Bab 212: Kenapa engkau tinggalkan saya begitu lama?

Persis seperti yang dikatakan si Bungsu. Kabut itu hanya merupakan dinding setebal dua atau tiga meter. Setelah itu sebuah hamparan luas air rawa di antara pepohonan besar yang tumbuh amat jarang. Dan di depan mereka… ya Tuhan, ya Tuhan…!

Bukan belasan, mungkin ada puluhan ekor buaya kelihatan mengapung di permukaan air di depan mereka. Anehnya, semua buaya itu seperti berbaris, semua kepalanya menghadap ke matahari terbit. Sesayup-sayup mata memandang, ke utara maupun ke barat, yang nampak adalah kepala dan punggung buaya yang mengapung, diam tak bergerak sedikit pun!
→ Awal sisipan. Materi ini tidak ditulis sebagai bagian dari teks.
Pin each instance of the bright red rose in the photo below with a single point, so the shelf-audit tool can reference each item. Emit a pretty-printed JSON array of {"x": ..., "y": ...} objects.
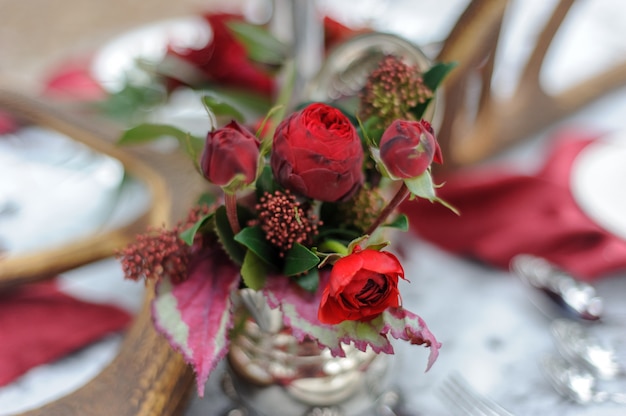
[
  {"x": 361, "y": 286},
  {"x": 224, "y": 59},
  {"x": 228, "y": 152},
  {"x": 317, "y": 153},
  {"x": 407, "y": 148}
]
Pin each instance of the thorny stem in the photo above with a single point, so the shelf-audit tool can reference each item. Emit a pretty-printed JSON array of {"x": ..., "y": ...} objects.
[
  {"x": 230, "y": 201},
  {"x": 397, "y": 199}
]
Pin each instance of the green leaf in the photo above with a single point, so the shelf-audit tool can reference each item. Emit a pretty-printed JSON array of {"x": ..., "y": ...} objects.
[
  {"x": 124, "y": 104},
  {"x": 299, "y": 259},
  {"x": 309, "y": 281},
  {"x": 254, "y": 239},
  {"x": 253, "y": 271},
  {"x": 372, "y": 131},
  {"x": 401, "y": 222},
  {"x": 219, "y": 107},
  {"x": 190, "y": 233},
  {"x": 432, "y": 79},
  {"x": 147, "y": 132},
  {"x": 260, "y": 45},
  {"x": 235, "y": 250},
  {"x": 437, "y": 73}
]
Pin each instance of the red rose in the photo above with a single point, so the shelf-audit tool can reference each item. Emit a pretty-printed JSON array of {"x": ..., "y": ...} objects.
[
  {"x": 361, "y": 286},
  {"x": 317, "y": 153},
  {"x": 224, "y": 59},
  {"x": 228, "y": 152},
  {"x": 407, "y": 148}
]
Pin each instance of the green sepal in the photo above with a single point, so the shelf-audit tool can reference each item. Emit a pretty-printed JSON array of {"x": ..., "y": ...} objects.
[
  {"x": 253, "y": 238},
  {"x": 220, "y": 107},
  {"x": 124, "y": 104},
  {"x": 401, "y": 222},
  {"x": 372, "y": 131},
  {"x": 422, "y": 186},
  {"x": 226, "y": 236},
  {"x": 299, "y": 259},
  {"x": 259, "y": 43},
  {"x": 254, "y": 271},
  {"x": 206, "y": 198},
  {"x": 265, "y": 182},
  {"x": 432, "y": 78},
  {"x": 309, "y": 281},
  {"x": 190, "y": 233}
]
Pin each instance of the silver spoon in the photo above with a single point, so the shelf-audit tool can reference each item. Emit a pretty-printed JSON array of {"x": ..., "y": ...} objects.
[
  {"x": 555, "y": 292},
  {"x": 578, "y": 345},
  {"x": 577, "y": 383}
]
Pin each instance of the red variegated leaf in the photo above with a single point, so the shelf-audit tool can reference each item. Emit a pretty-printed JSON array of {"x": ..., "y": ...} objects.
[
  {"x": 405, "y": 325},
  {"x": 196, "y": 315}
]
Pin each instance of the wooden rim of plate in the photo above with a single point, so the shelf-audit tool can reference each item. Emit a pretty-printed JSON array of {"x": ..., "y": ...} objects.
[{"x": 146, "y": 377}]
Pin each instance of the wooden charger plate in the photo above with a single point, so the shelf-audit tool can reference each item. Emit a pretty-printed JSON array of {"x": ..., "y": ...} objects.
[{"x": 146, "y": 377}]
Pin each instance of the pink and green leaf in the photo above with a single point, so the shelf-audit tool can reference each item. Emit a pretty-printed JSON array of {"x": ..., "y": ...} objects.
[{"x": 196, "y": 315}]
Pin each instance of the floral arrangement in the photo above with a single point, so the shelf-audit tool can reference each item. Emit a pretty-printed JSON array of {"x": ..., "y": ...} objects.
[{"x": 306, "y": 195}]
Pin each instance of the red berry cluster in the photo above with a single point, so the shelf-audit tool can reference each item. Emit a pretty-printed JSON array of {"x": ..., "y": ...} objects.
[{"x": 284, "y": 221}]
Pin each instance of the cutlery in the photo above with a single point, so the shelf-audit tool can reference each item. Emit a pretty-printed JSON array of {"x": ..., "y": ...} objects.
[
  {"x": 577, "y": 345},
  {"x": 557, "y": 293},
  {"x": 577, "y": 383},
  {"x": 463, "y": 399}
]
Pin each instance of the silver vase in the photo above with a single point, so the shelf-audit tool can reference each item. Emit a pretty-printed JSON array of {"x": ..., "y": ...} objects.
[{"x": 271, "y": 373}]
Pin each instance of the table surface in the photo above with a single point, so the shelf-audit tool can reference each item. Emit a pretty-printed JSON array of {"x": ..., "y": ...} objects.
[{"x": 491, "y": 332}]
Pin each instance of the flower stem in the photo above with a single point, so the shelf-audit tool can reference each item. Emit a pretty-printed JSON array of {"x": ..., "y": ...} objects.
[
  {"x": 397, "y": 199},
  {"x": 230, "y": 201}
]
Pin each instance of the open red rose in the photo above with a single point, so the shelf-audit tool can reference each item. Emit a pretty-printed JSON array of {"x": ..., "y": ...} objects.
[
  {"x": 317, "y": 153},
  {"x": 361, "y": 286},
  {"x": 224, "y": 59},
  {"x": 407, "y": 148},
  {"x": 229, "y": 152}
]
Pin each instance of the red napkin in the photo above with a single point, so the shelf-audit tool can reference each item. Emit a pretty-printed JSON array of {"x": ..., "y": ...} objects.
[
  {"x": 504, "y": 213},
  {"x": 39, "y": 324}
]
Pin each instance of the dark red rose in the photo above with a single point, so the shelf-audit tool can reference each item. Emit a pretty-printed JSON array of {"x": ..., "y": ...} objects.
[
  {"x": 317, "y": 153},
  {"x": 228, "y": 152},
  {"x": 224, "y": 59},
  {"x": 407, "y": 148},
  {"x": 361, "y": 286}
]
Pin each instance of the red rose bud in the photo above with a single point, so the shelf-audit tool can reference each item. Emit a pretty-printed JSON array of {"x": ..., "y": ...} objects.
[
  {"x": 361, "y": 286},
  {"x": 407, "y": 148},
  {"x": 317, "y": 153},
  {"x": 230, "y": 152}
]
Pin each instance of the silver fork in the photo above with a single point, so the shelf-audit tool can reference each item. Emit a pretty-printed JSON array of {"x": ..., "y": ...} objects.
[{"x": 462, "y": 398}]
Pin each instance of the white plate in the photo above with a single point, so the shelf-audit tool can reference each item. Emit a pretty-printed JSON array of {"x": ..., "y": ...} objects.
[
  {"x": 117, "y": 60},
  {"x": 598, "y": 182}
]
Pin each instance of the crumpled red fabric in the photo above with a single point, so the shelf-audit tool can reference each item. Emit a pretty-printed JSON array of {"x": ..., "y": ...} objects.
[
  {"x": 40, "y": 324},
  {"x": 504, "y": 213}
]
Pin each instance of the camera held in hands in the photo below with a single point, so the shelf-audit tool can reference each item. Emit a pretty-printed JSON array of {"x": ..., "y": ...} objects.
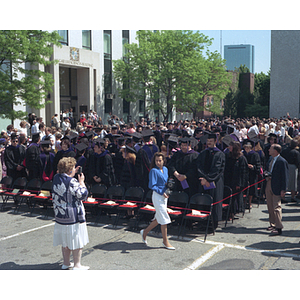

Han Doi dan Duc Thio ternganga dan menggigil melihat pemandangan yang amat dahsyat itu. Thi Binh memeluk paha si Bungsu erat-erat dan menahan gigilannya di sana. Si Bungsu menghentikan rakit hanya sedepa dari buaya terdekat, yang besarnya lebih besar dari pohon kelapa. Mereka berhenti dalam kebisuan yang amat mencekam.

"Jangan bersuara, jangan bergerak…" bisik si Bungsu sambil mulai menarik galahnya.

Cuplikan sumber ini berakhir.